The agency tasked with boosting New York’s clean energy transition sent Gov. Kathy Hochul a letter on Thursday calling the state’s climate law infeasible and overly expensive to implement.

The letter from the New York State Energy Research and Development Authority, which is controlled by the governor, outlined extra costs New York households could face if the law is implemented as planned. The 2019 Climate Leadership and Community Protection Act calls for 70% of the state’s power to come from clean energy sources by 2030, and become completely emission-free energy by the end of the next decade.

NYSERDA is the latest group to raise flags about the energy transition goals set by the law. Currently, the state is way off its targets. The grid that powers New York City is about 90% reliant on fossil fuels.

The state’s power grid operator, which is independent of the state government, warned last year that New York City could face a massive energy deficiency as soon as this summer. Hochul is also in the midst of a court battle that aims to modify the law after delaying its implementation for more than two years. And the letter comes as the state Department of Public Service has begun a process to suspend the law — the agency is empowered to do so through the 2019 legislation.

The letter warned that if the law is implemented, New York City households could see their natural gas bills increase by $2,300 annually by 2031. Fossil fuel costs could increase significantly across the board and gasoline prices in the state would exceed $5 per gallon as a result of the rules, NYSERDA warned.

“Addressing this cost escalation is essential to deliver a policy that supports affordability and economic competitiveness and is necessary to ensure continued progress on decarbonization policy,” the letter said.

The state climate law was passed after President Donald Trump pulled the United States out of the Paris Agreement, a landmark international treaty to reduce greenhouse gas emissions, during his first term. But it was the product of years of advocacy and planning by state lawmakers and New York’s influential environmental lobby.

Environmental groups called NYSERDA’s analysis one-sided because it did not show how clean power would affect costs for consumers if the state accelerates its energy transition.

Advocates pointed out that renewable energy is a far less expensive power source than fossil fuels. According to a 2025 analysis by the International Renewable Energy Agency, solar power is around 40% cheaper than the lowest-cost fossil fuel options, and wind power was more than 50% less expensive.

By contrast, the costs of fossil fuel sources are rising substantially.

“This is a nonserious set of unsourced calculations,” said Raya Salter, a member of the Climate Action Council, which helped craft the 2019 climate law. “The cost of climate inaction outweighs the cost of climate action.”

The law also mandates that the state reduce greenhouse gas emission by 40% by 2030. Emissions have reduced by just 15%, according to a 2025 report by the state Department of Environmental Conservation.
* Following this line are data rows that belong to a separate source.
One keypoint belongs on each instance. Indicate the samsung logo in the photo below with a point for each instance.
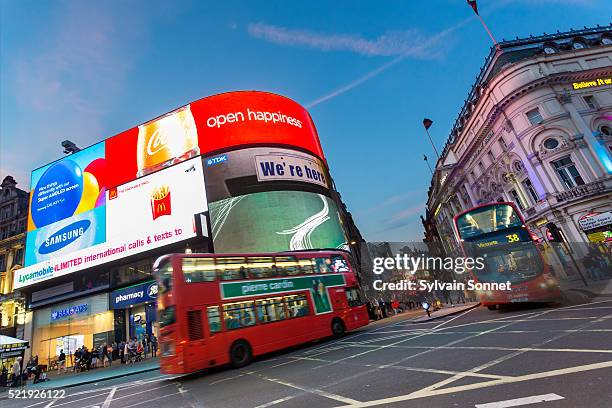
(65, 236)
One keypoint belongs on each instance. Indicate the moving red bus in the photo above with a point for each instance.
(215, 309)
(497, 233)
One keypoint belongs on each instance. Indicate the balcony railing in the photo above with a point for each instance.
(581, 191)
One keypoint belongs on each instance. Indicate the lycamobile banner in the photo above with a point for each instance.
(317, 285)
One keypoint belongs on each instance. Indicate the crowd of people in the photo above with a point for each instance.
(127, 352)
(84, 359)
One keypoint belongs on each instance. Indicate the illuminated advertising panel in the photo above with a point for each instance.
(276, 221)
(214, 124)
(67, 209)
(148, 213)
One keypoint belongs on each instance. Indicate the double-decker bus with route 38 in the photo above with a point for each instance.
(217, 309)
(497, 233)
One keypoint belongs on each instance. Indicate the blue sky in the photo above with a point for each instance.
(368, 71)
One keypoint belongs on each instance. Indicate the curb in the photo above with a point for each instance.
(4, 394)
(446, 315)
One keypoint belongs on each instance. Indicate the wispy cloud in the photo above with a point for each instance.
(392, 43)
(428, 45)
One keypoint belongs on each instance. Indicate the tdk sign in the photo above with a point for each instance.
(216, 160)
(64, 236)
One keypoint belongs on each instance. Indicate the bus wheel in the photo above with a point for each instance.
(338, 328)
(240, 354)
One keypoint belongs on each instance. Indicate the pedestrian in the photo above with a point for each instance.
(61, 362)
(145, 346)
(17, 372)
(154, 346)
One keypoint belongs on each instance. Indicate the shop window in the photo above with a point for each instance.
(237, 315)
(297, 305)
(353, 296)
(534, 116)
(199, 270)
(262, 267)
(214, 319)
(232, 268)
(270, 309)
(287, 265)
(567, 172)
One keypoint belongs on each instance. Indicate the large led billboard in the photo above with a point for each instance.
(153, 211)
(214, 124)
(140, 190)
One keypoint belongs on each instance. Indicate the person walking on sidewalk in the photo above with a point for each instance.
(153, 346)
(16, 372)
(61, 362)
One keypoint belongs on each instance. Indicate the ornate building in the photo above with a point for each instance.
(13, 219)
(535, 129)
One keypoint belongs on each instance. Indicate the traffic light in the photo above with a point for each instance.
(554, 232)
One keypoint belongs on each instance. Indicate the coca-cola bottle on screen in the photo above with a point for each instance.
(165, 141)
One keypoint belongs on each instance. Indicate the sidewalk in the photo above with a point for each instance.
(601, 288)
(71, 379)
(446, 311)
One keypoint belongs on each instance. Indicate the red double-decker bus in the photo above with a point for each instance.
(215, 309)
(497, 233)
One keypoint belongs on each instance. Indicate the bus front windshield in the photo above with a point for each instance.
(517, 262)
(164, 277)
(486, 220)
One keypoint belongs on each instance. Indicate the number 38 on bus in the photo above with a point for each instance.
(218, 309)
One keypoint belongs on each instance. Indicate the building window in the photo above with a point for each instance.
(518, 166)
(516, 199)
(567, 172)
(590, 101)
(551, 143)
(534, 116)
(531, 190)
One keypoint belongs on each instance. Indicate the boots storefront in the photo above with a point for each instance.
(67, 326)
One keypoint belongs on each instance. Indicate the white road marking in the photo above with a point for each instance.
(316, 391)
(468, 387)
(521, 401)
(109, 398)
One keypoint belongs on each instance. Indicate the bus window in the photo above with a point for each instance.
(287, 265)
(261, 266)
(167, 316)
(214, 319)
(322, 265)
(305, 265)
(353, 296)
(232, 268)
(199, 270)
(297, 305)
(165, 277)
(339, 264)
(270, 309)
(237, 315)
If businesses do not reduce their emissions as required, the legislation mandates the state to issue them fines proportional to how much they exceed the new limits for greenhouse gases. The letter to Hochul said that would be a burden on businesses, noting small- and medium-sized businesses could see their utility costs rise as much as 46%. The cost to operate a delivery truck could rise by more than 60%, according to the letter.

While there are provisions for penalizing businesses, there is no method laid out in the law to issue fines to households for carbon pollution. NYSERDA calculations assume that the cost to businesses will be passed on to consumers. If there is no reduction in emissions by 2031, businesses could face roughly $28 billion in penalties.
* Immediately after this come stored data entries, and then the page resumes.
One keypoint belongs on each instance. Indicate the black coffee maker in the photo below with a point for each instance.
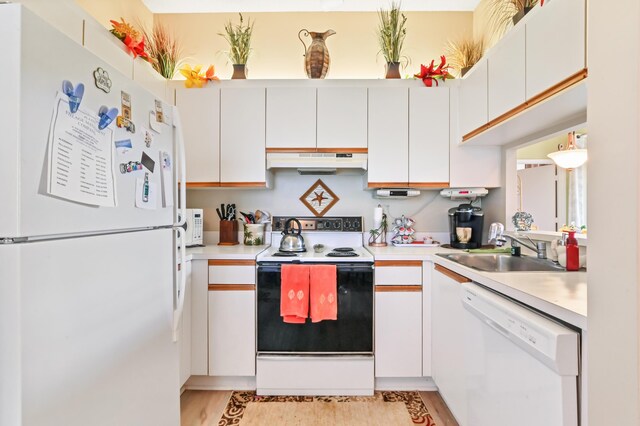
(465, 226)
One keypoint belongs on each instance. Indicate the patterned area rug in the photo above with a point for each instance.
(384, 408)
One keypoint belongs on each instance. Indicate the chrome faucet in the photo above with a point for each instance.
(497, 237)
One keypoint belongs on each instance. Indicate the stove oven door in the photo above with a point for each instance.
(351, 333)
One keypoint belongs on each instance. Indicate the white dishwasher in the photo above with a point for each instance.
(521, 368)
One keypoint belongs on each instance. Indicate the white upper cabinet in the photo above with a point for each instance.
(555, 44)
(291, 117)
(473, 98)
(342, 117)
(388, 136)
(428, 135)
(200, 116)
(242, 137)
(507, 73)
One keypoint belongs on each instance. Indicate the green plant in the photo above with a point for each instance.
(164, 50)
(464, 52)
(239, 39)
(501, 12)
(391, 33)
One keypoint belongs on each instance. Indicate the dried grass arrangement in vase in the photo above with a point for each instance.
(391, 34)
(504, 13)
(239, 38)
(464, 53)
(164, 50)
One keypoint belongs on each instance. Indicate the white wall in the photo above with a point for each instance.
(429, 209)
(614, 136)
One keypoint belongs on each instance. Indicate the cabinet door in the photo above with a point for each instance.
(507, 73)
(473, 98)
(291, 117)
(429, 136)
(342, 117)
(555, 44)
(184, 336)
(200, 116)
(242, 137)
(199, 313)
(448, 341)
(398, 331)
(470, 166)
(232, 332)
(388, 137)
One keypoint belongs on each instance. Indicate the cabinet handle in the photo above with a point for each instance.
(232, 287)
(398, 288)
(453, 275)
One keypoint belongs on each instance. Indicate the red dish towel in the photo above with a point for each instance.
(294, 293)
(324, 298)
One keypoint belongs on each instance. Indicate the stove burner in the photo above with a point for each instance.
(285, 254)
(342, 254)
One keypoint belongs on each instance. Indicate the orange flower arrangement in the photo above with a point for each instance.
(132, 38)
(194, 78)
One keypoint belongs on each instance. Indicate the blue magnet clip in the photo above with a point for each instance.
(106, 116)
(74, 94)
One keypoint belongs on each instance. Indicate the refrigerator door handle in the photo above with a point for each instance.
(181, 287)
(182, 217)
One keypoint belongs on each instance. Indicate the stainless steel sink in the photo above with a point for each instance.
(503, 262)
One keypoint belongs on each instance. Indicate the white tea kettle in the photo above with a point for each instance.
(292, 241)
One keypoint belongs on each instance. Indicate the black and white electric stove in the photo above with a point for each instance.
(341, 238)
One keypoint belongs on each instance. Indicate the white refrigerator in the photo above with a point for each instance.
(89, 295)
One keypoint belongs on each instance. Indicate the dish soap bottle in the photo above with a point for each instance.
(573, 252)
“ I want people to understand what’s at stake here,” Hochul said at a press conference Wednesday. “If the New Yorker is a family living upstate with home heating oil with probably one car, it’s an additional $3,500 a year.”

The agency’s analysis found the clean energy deployment required by the law is not possible, citing the lack of market capacity to provide enough renewable sources, electric vehicles and heat pumps mandated for compliance.

“The modeled price would lead to high burdens to New York households, especially those unable to install lower-emissions technologies,” the letter stated.

Salter said the climate law is structured to make businesses pay for the pollution they create and to incentivize them to become more sustainable. The penalties would fund renewable energy projects as well as upgrades for households. The intention of the law is to make the transition easy on residents, Salter said.

“The memo disingenuously details costs of the energy transition while ignoring the massive savings New Yorkers will gain from switching off expensive fossil fuels, avoiding intensified climate disasters, and spending less on the deadly health impacts of climate change,” said Alex Patterson, campaign coordinator for the advocacy group Public Power New York. “Meanwhile, NYSERDA ignores not only the many policies Governor Hochul could adopt to make the transition more affordable, but even the many programs that already exist.”